Everything Happens for a Reason - Discovering the Purpose of Actions in Procedural Text


  • Procedural text comprehension tasks focus on modeling the effect of actions and predicting what happens next.

  • But they do not consider why some actions need to happen before other actions.

  • The paper proposes a new model called XPAD (eXPlainable Action Dependency) that considers the purpose of actions while predicting their effect.

  • The model favors effects that:

    • explain more of actions in the text.

    • are more plausible given the context.

  • An existing procedural text benchmark dataset (Propara) is expanded by adding the task of explaining actions by predicting their dependencies.

  • Link to the paper

  • Link to the dataset


  • Input

    • Procedural (chronologically ordered text) sequence of T sentences.

    • List of N participant entities, whose state changes at some step.

  • Output

    • State change matrix $\pi(T \times N)$ with four possible states - move, create destroy, none.

    • This matrix tracks how property changes after each step.

  • Dependency Explanation Graph

    • Identify what steps are necessary to execute a given step (say si) and represent this dependency in the form of a dependency explanation graph G = <S, E>.

    • In this graph, each node is a step and the direction of edge describes the order of dependency.

Dependency Graph Dataset

  • Propara dataset is expanded to extract the dependency graph using both heuristic and automated methods.

  • The automated method is based on the coherence assumption that if step sj changes state of entity ek then sj is a precondition for the first subsequent step that changes the state of ek.

XPAD Model

  • The model is based on the ProStruct system and uses an encoder-decoder based architecture.

  • Encoder

    • Input: Sentence st and entity ej.

    • Sentence is encoded using the GloVe vectors and a BiLSTM model and the entity is encoded as an indicator variable.

    • The combined representation is denoted as ctj.

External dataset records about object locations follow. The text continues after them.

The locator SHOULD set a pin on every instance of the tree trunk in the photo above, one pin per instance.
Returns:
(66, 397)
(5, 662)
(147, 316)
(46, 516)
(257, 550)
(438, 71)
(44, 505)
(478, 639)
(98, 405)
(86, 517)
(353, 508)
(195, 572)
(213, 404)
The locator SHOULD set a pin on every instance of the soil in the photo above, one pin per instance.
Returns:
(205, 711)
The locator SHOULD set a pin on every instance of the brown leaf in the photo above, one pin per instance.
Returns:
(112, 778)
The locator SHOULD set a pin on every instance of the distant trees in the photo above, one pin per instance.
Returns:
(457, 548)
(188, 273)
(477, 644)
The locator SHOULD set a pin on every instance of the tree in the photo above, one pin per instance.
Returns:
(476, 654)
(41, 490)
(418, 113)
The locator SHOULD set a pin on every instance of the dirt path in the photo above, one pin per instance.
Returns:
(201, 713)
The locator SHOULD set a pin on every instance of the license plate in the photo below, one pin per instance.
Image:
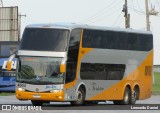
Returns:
(36, 96)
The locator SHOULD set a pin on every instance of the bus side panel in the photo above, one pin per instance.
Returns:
(137, 77)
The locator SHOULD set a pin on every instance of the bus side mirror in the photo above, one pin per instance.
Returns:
(9, 65)
(62, 68)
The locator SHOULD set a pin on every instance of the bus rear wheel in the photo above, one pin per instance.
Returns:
(80, 98)
(126, 98)
(37, 102)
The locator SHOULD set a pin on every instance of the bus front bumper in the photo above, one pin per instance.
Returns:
(49, 96)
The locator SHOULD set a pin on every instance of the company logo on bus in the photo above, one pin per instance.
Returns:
(37, 89)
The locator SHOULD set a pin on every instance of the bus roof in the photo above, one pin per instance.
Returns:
(71, 26)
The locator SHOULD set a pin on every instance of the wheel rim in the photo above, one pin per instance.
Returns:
(126, 98)
(79, 95)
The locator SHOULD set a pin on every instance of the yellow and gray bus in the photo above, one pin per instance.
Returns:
(83, 64)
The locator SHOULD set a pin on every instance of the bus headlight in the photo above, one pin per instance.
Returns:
(55, 91)
(21, 89)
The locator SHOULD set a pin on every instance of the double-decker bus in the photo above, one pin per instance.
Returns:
(83, 64)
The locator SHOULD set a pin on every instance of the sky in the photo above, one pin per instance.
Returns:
(92, 12)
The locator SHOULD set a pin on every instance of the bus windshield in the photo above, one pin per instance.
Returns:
(38, 70)
(44, 39)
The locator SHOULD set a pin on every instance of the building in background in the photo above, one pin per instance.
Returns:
(9, 41)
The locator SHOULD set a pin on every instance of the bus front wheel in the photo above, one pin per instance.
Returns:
(37, 102)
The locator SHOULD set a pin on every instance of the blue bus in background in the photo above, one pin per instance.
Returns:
(7, 78)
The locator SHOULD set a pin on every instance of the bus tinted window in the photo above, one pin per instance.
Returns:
(73, 51)
(117, 40)
(91, 71)
(39, 39)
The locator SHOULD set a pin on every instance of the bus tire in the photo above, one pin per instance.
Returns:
(80, 96)
(37, 102)
(134, 96)
(126, 98)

    • This representation is passed through an MLP to generate k logits that encode the probability of each entity j undergoing a state change at step t.

  • Decoder

    • Beam search is performed to decode the encoder representation into the state change matrix and dependency graph using a score function that ensures global consistency.

    • Score function has two components:

      • State change score - depends on the likelihood that the selected state changes at step t given the text and state change history from steps s1 to st-1.

      • Dependency graph score

        • This is based on the connectivity and likelihood of the resulting dependency explanation graph.

        • This score is used to bias the graph search towards:

          • predictions that have an identifiable purpose ie checking if a particular state change prediction leads to a connection in the dependency explanation graph.

          • graphs that are more likely according to the background knowledge to distinguish likely dependency links from the unlikely ones.

  • During training, XPAD has access to the correct path (in the search space) and learns to minimize the joint loss corresponding to predicting the state change and the dependency explanation graph.

  • During testing, XPAD performs beam search to predict the most likely state change and dependency explanation graph.


  • Tasks:

    • State change prediction

    • Dependency explanation prediction

  • Baselines:

  • XPAD significantly outperforms all the baseline models on the dependency explanation task.

  • Improvements on the state change prediction task are less significant.

  • Removing dependency graph scores from XPAD leads to a drop in the F1 score.

  • The paper provides an elaborate discussion on the different types of errors that the XPAD system makes.